CASSE ET ANNULE, mais seulement en ce qu'il déclare Mme X... responsable, en application de l'article 1382, devenu 1240 du code civil, du préjudice moral subi par M. Luigi Y..., Mme Maryline Y... et M. Raphaël Y... du fait d'un manquement à son devoir d'information, l'arrêt rendu le 19 septembre 2017, entre les parties, par la cour d'appel de Metz ; remet, en conséquence, sur ce point, la cause et les parties dans l'état où elles se trouvaient avant ledit arrêt et, pour être fait droit, les renvoie devant la cour d'appel de Metz, autrement composée.
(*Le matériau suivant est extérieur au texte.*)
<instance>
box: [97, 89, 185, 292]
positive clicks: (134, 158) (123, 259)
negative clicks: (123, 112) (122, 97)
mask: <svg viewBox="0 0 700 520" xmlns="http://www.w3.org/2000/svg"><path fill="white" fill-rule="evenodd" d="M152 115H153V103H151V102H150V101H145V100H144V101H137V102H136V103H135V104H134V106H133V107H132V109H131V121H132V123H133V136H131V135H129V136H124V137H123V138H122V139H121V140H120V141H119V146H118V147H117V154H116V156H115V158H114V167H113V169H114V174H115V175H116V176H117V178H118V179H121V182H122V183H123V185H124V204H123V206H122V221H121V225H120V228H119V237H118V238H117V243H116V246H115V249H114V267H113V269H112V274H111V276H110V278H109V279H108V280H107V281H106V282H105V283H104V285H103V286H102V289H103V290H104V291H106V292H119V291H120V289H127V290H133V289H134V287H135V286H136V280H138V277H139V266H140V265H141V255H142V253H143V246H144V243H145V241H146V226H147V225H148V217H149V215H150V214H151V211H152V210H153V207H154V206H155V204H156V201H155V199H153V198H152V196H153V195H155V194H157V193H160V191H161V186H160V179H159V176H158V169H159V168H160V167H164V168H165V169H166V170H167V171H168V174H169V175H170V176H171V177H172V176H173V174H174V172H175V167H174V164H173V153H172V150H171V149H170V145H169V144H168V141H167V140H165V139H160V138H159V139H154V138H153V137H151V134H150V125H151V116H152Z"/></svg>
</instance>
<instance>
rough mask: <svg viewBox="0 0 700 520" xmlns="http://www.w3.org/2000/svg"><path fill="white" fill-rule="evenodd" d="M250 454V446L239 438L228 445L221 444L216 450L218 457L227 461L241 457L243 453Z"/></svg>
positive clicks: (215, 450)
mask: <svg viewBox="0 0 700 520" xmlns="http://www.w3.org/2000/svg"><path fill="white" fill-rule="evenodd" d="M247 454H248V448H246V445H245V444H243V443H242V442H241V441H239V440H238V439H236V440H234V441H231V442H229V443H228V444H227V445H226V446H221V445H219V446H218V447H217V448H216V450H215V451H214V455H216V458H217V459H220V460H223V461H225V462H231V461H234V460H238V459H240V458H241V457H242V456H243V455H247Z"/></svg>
- Président : Mme Batut - Rapporteur : Mme Duval-Arnould - Avocat général : M. Ingall-Montagnier (premier avocat général) et M. Sudre - Avocat(s) : SCP Delamarre et Jehannin ; Me Le Prado -

Textes visés :

Article 6, § 1, de la Convention européenne des droits de l'homme et des libertés fondamentales ; articles 16, 118, 119 et 175 du code de procédure civile ; article 1147 du code civil ; article 1382, devenu 1240 du code civil.

Rapprochement(s) :

1re Civ., 30 avril 2014, pourvoi n° 12-21.484, Bull. 2014, I, n° 75 (1) (cassation partielle), et les arrêts cités ; 1re Civ., 30 avril 2014, pourvoi n° 13-13.579 et 13-14.234, Bull. 2014, I, n° 74 (rejet), et l'arrêt cité. 1re Civ., 12 juillet 2012, pourvoi n° 11-17.510, Bull. 2012, I, n° 165 (2) (cassation partielle sans renvoi). 1re Civ., 23 janvier 2014, pourvoi n° 12-22.123, Bull. 2014, I, n° 13 (rejet), et les arrêts cités.